Data centres play a major role in expanding the enterprise computing capabilities. These are a centralised repository for storage, management and dissemination of data and information. Today’s central processing units (CPUs) are powerful and well-suited for high-level decision-making and control tasks, but their computing power cannot be scaled economically to keep pace with ever-increasing data centre requirements.
Hardware acceleration is a solution which may be implemented using a variety of technologies, including application-specific integrated circuits (ASICs), field-programmable gate arrays (FPGAs), graphical processing units (GPUs) and network processing units (NPUs). FPGAs are well known for their versatility. Many of these implement communication and control functions wholly, or in part, as soft intellectual property (IP). So in data centres FPGAs can play a role in cognitive computing, high-performance computing and the Internet of Things. These can serve as coprocessors to accelerate CPU workloads. This is an approach used in supercomputing and high-performance computing (HPC), done usually by teaming CPUs with Nvidia GPUs or Intel’s x86-based Xeon Phi coprocessors.
Cloud service systems are based upon processors. Software is driving the change, which extends beyond the rise of machine learning and training neural models. A whole new set of workloads is running in the cloud today, including virtualising networks, storage processing, compression and encryption. FPGAs slot into the standard server, drawing 25W from its PCI Express (PCIe) Gen 3 slot.
Fig. 1: Accelerator architecture
An integrated platform is one in which FPGA developers can upload their design in an IP library and data centre users can download the IP cores they need. This decoupling will enable widespread adoption of heterogeneous processing in data centres. Data centre operators can optimise the infrastructures by hyperscale, where FPGAs offer more sophisticated processing architectures that bring HPC-style parallel processing of workloads.

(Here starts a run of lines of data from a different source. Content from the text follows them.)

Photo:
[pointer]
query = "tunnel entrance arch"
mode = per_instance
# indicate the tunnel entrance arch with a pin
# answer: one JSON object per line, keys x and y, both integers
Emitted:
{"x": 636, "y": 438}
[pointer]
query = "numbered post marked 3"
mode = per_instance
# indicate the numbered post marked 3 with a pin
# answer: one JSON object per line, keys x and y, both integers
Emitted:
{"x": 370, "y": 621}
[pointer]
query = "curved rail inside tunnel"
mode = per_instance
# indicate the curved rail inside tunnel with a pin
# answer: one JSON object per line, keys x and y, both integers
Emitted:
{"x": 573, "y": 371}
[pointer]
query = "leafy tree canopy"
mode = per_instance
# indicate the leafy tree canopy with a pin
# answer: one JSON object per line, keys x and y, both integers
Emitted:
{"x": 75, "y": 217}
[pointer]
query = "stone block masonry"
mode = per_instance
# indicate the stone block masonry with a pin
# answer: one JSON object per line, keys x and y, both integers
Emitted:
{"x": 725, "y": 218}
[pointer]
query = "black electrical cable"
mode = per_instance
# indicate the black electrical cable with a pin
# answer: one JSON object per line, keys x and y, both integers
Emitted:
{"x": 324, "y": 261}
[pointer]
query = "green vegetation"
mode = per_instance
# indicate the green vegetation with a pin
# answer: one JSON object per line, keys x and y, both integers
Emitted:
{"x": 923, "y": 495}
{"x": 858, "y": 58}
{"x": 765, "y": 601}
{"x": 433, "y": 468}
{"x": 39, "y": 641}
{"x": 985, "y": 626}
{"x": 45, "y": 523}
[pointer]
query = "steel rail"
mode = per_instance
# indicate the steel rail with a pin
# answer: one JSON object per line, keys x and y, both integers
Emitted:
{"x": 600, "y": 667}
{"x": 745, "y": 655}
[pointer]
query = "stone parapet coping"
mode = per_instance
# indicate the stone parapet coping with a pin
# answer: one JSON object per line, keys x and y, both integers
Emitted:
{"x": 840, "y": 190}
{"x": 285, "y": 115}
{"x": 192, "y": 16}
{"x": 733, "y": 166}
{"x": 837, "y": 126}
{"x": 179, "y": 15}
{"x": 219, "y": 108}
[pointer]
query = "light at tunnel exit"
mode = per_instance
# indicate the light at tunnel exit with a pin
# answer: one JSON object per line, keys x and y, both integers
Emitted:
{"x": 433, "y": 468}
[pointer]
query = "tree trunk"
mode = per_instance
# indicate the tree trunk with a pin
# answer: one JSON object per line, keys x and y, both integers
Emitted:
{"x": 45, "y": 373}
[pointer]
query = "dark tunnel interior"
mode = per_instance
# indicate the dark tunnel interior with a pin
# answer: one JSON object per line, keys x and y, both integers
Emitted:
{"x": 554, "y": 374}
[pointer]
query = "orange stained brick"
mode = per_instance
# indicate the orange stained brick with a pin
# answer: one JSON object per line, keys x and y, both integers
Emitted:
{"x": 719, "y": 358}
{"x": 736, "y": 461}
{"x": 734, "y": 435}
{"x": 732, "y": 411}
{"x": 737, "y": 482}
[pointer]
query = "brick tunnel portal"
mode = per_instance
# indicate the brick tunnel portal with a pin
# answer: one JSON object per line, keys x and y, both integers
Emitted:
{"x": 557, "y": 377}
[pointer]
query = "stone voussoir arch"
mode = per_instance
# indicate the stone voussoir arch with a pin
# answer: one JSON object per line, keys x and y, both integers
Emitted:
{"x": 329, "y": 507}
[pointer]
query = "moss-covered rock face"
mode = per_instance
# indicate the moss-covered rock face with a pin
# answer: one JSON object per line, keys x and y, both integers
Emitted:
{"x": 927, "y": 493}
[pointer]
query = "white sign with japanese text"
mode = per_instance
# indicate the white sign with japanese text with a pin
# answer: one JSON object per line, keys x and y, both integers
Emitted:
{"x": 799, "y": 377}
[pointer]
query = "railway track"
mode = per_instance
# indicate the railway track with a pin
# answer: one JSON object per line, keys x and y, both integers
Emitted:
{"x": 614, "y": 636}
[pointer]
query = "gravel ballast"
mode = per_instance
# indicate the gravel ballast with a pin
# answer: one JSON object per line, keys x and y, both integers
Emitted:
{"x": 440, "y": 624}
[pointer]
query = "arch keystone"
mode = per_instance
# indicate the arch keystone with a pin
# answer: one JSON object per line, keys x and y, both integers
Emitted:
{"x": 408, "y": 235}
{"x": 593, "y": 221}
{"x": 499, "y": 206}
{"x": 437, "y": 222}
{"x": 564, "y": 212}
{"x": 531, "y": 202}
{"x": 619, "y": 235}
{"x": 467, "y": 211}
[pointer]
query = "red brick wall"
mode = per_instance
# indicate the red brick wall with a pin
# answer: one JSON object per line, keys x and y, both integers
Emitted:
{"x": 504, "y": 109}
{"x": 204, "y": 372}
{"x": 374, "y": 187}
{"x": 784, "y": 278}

Fig. 2: Accelerator attach
Accelerating the data centre applications has become a requirement due to power and space constraints. Accelerators are needed to increase performance at a low total cost of ownership for targeted workloads.

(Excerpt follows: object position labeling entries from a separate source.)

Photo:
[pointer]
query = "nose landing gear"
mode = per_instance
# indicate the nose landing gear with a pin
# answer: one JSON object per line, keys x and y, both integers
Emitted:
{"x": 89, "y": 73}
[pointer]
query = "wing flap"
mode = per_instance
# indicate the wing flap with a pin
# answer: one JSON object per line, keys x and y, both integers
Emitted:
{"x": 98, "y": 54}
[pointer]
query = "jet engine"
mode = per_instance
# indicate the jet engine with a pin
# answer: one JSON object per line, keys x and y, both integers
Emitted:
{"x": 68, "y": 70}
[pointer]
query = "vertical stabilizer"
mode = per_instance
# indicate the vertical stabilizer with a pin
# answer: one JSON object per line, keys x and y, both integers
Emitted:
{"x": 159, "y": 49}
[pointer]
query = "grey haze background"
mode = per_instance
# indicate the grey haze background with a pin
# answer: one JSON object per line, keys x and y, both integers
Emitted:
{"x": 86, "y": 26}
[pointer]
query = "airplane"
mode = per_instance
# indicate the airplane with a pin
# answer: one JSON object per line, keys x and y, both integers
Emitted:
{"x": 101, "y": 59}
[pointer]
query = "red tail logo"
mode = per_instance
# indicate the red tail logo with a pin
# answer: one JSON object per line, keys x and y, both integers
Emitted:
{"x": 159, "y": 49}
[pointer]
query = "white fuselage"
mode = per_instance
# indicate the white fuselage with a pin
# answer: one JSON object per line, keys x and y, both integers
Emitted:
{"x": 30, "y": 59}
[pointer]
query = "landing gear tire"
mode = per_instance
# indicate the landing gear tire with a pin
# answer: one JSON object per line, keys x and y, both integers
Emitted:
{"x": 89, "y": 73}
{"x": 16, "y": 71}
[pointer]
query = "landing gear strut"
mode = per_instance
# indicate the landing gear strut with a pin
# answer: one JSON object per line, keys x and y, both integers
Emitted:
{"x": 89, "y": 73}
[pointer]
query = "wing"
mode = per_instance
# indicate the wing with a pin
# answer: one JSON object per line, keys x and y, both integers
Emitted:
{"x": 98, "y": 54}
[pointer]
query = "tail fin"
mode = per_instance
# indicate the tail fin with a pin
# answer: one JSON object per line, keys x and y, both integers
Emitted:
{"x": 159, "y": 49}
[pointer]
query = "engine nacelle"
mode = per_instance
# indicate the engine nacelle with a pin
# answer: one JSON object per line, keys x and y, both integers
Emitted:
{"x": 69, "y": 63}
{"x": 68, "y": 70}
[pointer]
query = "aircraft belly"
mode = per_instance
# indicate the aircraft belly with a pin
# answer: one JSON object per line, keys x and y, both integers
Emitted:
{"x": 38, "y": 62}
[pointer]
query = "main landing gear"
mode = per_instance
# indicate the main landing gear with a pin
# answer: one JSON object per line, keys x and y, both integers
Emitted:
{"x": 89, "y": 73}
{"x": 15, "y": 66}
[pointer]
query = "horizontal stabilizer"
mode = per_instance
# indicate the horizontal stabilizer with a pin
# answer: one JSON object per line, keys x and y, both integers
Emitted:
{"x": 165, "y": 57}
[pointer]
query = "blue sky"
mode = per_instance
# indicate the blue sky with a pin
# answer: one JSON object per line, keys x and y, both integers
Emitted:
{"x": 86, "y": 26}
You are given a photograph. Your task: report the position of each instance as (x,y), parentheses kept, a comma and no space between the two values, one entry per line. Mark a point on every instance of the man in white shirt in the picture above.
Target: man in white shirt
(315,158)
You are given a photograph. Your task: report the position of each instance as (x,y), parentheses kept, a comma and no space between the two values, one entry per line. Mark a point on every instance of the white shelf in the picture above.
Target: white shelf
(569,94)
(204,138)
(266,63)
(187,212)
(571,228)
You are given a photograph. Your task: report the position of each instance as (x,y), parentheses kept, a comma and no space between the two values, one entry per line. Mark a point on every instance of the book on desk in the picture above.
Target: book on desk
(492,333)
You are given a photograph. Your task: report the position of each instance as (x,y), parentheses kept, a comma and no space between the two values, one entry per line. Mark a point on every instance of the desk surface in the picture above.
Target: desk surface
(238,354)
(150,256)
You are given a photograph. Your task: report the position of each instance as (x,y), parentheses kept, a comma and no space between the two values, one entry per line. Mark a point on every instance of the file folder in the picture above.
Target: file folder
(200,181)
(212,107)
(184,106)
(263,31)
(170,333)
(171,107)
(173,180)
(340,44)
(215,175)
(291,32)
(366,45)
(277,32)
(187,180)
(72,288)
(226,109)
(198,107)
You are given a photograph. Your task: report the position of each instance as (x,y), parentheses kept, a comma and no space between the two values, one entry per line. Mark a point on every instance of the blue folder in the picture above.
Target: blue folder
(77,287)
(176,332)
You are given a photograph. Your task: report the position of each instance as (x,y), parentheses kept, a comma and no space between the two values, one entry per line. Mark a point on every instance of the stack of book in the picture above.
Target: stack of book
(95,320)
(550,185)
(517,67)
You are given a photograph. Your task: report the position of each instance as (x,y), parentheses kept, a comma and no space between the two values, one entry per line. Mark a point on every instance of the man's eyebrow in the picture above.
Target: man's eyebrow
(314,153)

An accelerator is a separate architectural substructure on the same chip or on a different die. It is architected with a different set of objectives than the base processor, where objectives are based on the needs of a special class of applications.
Accelerators are tuned to provide a higher performance at lower cost, or at lower power, or with less development effort than with the general-purpose base hardware. Depending on the domain, accelerators often bring greater than ten times advantage in performance, cost or power consumption over a general-purpose processor.

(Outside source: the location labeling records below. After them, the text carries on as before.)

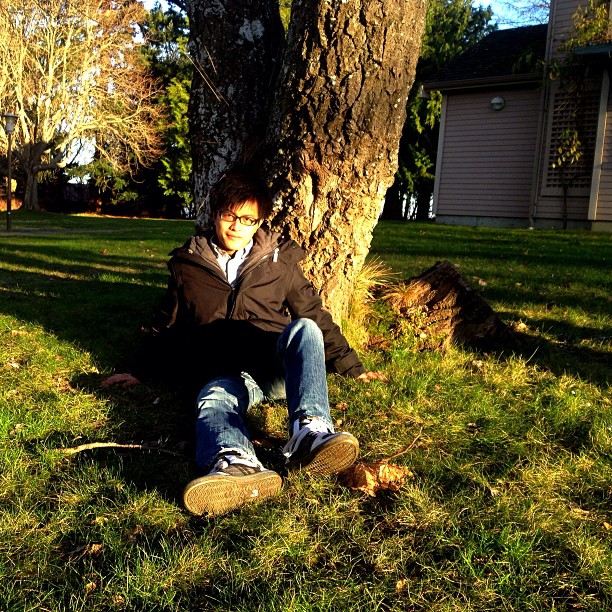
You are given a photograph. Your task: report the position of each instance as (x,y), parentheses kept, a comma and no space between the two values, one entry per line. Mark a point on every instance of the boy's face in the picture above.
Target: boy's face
(235,233)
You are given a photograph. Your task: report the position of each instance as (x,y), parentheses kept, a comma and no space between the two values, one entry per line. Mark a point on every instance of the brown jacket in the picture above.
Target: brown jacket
(206,328)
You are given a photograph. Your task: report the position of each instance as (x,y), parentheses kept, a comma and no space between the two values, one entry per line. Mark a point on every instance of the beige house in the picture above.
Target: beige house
(502,124)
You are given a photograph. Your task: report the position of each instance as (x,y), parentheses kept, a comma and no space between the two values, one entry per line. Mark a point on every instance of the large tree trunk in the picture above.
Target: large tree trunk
(236,46)
(338,112)
(338,117)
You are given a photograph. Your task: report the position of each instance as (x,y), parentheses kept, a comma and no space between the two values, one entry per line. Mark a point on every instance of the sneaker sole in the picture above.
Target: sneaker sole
(331,457)
(219,493)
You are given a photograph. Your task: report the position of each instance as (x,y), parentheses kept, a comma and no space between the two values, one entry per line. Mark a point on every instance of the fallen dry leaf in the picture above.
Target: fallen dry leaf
(372,477)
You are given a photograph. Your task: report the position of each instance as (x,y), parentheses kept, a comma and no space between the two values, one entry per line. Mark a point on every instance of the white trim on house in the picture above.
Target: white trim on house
(439,156)
(599,146)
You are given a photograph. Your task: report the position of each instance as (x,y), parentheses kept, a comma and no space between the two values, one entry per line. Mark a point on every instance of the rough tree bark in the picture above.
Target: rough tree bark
(333,131)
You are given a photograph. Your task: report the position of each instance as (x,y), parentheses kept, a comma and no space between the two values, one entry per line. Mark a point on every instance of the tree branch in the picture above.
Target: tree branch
(91,445)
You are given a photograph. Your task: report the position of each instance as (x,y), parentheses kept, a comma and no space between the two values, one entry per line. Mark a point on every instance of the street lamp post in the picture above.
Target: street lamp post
(10,121)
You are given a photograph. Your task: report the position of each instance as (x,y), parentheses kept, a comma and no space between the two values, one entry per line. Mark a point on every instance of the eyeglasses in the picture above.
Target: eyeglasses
(227,215)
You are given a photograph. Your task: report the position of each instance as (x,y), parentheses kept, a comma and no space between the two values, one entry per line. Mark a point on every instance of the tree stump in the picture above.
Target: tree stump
(442,308)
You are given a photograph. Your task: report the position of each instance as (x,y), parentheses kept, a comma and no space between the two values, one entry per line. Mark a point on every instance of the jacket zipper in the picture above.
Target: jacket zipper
(231,300)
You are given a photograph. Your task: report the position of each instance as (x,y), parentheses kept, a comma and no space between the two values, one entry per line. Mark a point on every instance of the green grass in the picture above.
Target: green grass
(509,508)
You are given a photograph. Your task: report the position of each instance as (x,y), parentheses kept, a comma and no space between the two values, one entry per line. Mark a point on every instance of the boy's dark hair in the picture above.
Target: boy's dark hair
(237,187)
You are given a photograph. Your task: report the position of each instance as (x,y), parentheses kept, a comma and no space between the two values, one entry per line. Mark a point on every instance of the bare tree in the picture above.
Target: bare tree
(73,74)
(332,111)
(523,12)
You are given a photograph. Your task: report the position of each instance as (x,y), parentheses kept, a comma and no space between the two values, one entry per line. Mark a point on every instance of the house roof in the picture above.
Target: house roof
(503,56)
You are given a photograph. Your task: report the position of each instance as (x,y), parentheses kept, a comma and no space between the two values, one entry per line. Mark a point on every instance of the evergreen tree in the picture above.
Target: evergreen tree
(452,26)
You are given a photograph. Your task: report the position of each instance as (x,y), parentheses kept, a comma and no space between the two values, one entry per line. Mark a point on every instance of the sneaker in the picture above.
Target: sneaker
(233,482)
(315,449)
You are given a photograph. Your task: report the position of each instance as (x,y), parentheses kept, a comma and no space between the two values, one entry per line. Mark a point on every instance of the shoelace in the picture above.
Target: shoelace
(318,437)
(225,461)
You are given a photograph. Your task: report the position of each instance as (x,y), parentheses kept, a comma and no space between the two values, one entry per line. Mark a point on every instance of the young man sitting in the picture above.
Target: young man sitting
(244,324)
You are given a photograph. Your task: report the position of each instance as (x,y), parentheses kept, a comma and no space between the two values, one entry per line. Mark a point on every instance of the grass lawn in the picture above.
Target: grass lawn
(509,502)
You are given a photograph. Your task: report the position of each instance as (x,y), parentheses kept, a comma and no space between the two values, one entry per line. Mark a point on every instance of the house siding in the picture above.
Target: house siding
(486,164)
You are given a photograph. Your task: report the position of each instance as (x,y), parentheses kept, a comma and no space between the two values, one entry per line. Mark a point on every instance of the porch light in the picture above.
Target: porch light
(497,103)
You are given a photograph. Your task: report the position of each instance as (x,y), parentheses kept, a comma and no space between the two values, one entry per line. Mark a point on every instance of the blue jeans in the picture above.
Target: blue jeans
(224,401)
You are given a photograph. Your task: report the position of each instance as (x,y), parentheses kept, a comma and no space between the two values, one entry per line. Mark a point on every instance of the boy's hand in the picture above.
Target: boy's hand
(125,380)
(368,376)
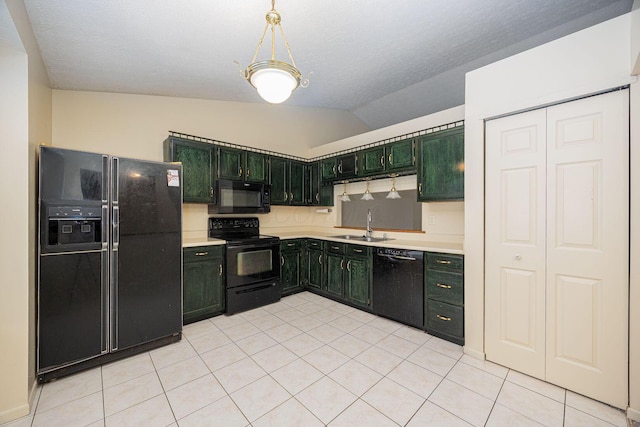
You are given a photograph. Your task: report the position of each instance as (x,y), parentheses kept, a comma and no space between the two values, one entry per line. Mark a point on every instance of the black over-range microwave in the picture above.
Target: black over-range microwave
(237,197)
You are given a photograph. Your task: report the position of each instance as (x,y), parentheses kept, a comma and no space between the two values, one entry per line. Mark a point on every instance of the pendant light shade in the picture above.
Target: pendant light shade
(367,194)
(275,80)
(393,194)
(345,197)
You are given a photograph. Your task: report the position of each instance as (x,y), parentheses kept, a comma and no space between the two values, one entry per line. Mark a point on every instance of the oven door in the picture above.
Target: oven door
(251,263)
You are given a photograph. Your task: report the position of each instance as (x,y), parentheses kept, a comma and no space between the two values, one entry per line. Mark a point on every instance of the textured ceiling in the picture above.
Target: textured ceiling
(385,62)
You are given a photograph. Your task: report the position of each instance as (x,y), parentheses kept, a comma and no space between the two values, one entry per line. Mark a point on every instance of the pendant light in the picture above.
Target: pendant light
(275,80)
(393,194)
(367,195)
(345,197)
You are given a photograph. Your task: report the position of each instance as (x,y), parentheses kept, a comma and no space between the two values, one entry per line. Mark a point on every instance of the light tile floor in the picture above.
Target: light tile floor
(309,361)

Examples of accelerators include floating-point coprocessors, GPUs to accelerate the rendering of a vertex-based 3D model into a 2D viewing plane, and accelerators for the motion estimation step of a video codec. Applications such as big data analytics, search, machine learning, network functions virtualisation, wireless 4G/5G, in-memory database processing, video analytics and network processing benefit from acceleration engines, which need to move data seamlessly among the various system components.
HyperTransport, front-side bus (FSB) and QuickPath Interconnect (QPI) are not commercially successful because these have a proprietary ‘in socket’ attached, server mechanical fit challenges, need to give up processor socket, proprietary specification, licensing issues and always-lagging 6-12 month Cadence.
Fig. 3: ‘In socket’ coherent accelerators
IBM’s Coherent Accelerator Processor Interface (CAPI) interface resolves all these issues. This OpenPower-based solution is well documented and already commercialised. It has proprietary ‘in socket’ attached, and processors use all the available sockets. It is based on PCIe, hence there are no mechanical challenges. It is free, simple, OpenPower-licensed. Also, it is in sync with Power and Cadence’ PCIe interface IP.
IBM’s next-generation Power9 processor will have 24 cores, double that of today’s Power8 chips. Design is optimised for two-socket scale-out servers (hence the name Power9 SO), and includes on-chip acceleration for compression and encryption.
Fig. 4: Power8 modules with CAPI PCIe cards
Power9 will be available in two basic designs: a 24 SMT4 processor and a 12 SMT8 processor. The 24 SMT4 processor will be optimised for the Linux ecosystem and will target web service companies such as Google, which need to run across several thousand machines. It will feature four threads.
The 12 SMT8 processor will be optimised for the Power ecosystem and will target larger systems designed for running big data or artificial intelligence (AI) applications. It will feature eight threads.
Both designs will come in two models: The scale-out model will come with two CPU sockets on the motherboard, while the scale-up model will come with multiple CPU sockets.
Fig. 5: Power processor roadmap
Power9 processor will be a 14nm high-performance FinFET product. It will directly attach to DDR4 RAM, connect to peripherals and Nvidia GPUs via PCIe Gen 4 and NVLink 2.0, and transfer accelerator data at 25Gbps speeds. Power9 processor will have multiple connectors to attach FPGAs, GPUs and ASICs. It will be well suited for AI, cognitive computing, analytics, visual computing and hyper-scale web serving. IBM will exclusively use Power9 in its servers and make it available to other hardware companies by licensing the design to them. Power9 processors can be attached directly to various accelerators rather than communicating via the PCIe bus.